What is the value of AlphaZero's explosion of human chess games?

AlphaGo Zero is a breakthrough, is AlphaZero also? Foreign experts analyzed that the latter had four breakthroughs in technology:

First, AlphaGo Zero optimizes according to the winning ratio, only considers victory, negative two kinds of results; And AlphaZero is according to the result to carry on the optimization, has taken into account the possibility such as tie.

Second, AlphaGo Zero will change the board direction for reinforcement learning, while AlphaZero will not. Go board is stacked, while chess and chess are not, so AlphaZero is more versatile.

Three, AlphaGo Zero will continue to choose the best version of the replacement rate, while AlphaZero only updates a neural network, reducing the risk of training bad results.

4. The hyperparameters in the search section of AlphaGo Zero are obtained through Bayesian optimization. Selection will have a great influence on the estimation result. AlphaZero reuses the same hyper-parameter for all games, so there is no need to make specific adjustments for the game.

The fourth paradigm of senior machine learning architect Tu Weiwei told geek park that AlphaZero has breakthroughs and limitations:

First, DeepMind The core of this thesis is to prove the versatility of the AlphaGo Zero strategy on the chess problem; there is no special highlight in the method. AlphaZero is actually an extended version of AlphaGo Zero strategy from Go to other similar board games, and beats the other technology based board game AI. They were the best before.

Second, AlphaZero is only a "universal" engine for similar board games that have a well-defined and perfect information game. AlphaZero will still face difficulties for more complex other issues.

Earlier, when Ryukyu Sun Jian interpreted AlphaGo Zero, he said, “Fortified learning can be extended to many other fields and it is not so easy to use it in the real world. For example, reinforcement learning can be used to research new drugs and new drugs. The structure needs to be searched. After the search, it is made into medicine. Then how to really test the medicine is effective. This closed-loop cost is very expensive and very slow. It is very difficult for you to make it as simple as playing chess."

Third, AlphaZero also needs a lot of computing resources to solve the relatively "simple" chess problem, and the cost is very high. According to geek parks, DeepMind stated in the paper that they used 5000 first-generation TPUs to generate self-playing games and used 64 second-generation TPUs to train neural networks. Previously, some experts said to a certain media that although the performance of the TPU is amazing, the cost will be very high. Some investors of an international venture capital organization have also made friends in this circle. One of the words is: "This expensive chip, I just look at..."

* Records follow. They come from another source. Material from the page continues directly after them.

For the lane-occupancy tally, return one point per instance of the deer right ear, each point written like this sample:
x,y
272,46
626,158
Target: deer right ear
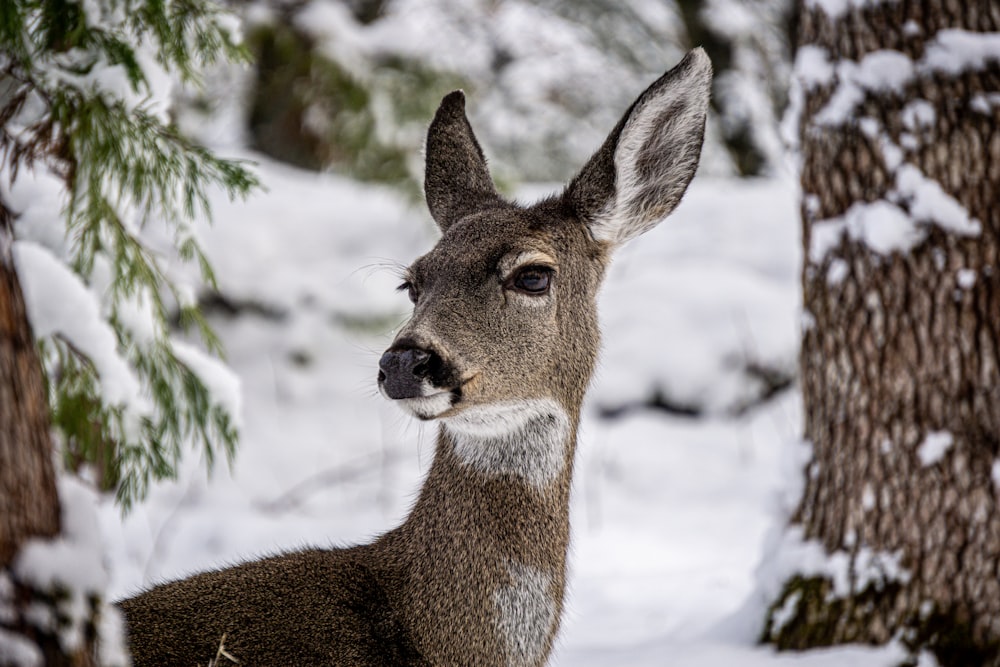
x,y
456,180
641,172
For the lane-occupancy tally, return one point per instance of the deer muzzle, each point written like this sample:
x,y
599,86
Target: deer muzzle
x,y
404,372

Fourth, the current AlphaZero may be a distance away from "Go God" on Go. Winning people does not represent God. The current network structure and training strategy are not optimal. Actually, it is worth further study.

Although there are certain limitations, its application scenarios are worth digging. There are many other research areas worth paying attention to in the direction of research that makes machine learning more general, such as AutoML, migration learning, and so on. At the same time, how to further obtain a more general AI engine at a lower cost (computational cost, domain expert cost) and make AI more valuable in practical applications is also worthy of attention.

Drip trips are a special area. According to geek parks, DJs use artificial intelligence technology to match drivers and passengers from unreasonable straight-line distances (possibly across rivers) to assignments. Passengers with the least time spent on cars experienced a lot of technical optimization. They also encountered problems and worked hard for them: When training artificial intelligence systems, technologies such as GPU clusters can be used. However, when drivers and passengers are matched, real-time performance is required and configuration is reduced. Therefore, how to ensure accuracy is also a research. Staff has been exploring the issue.

But Tu Weiwei affirmed DeepMind's efforts in the direction of "universal artificial intelligence."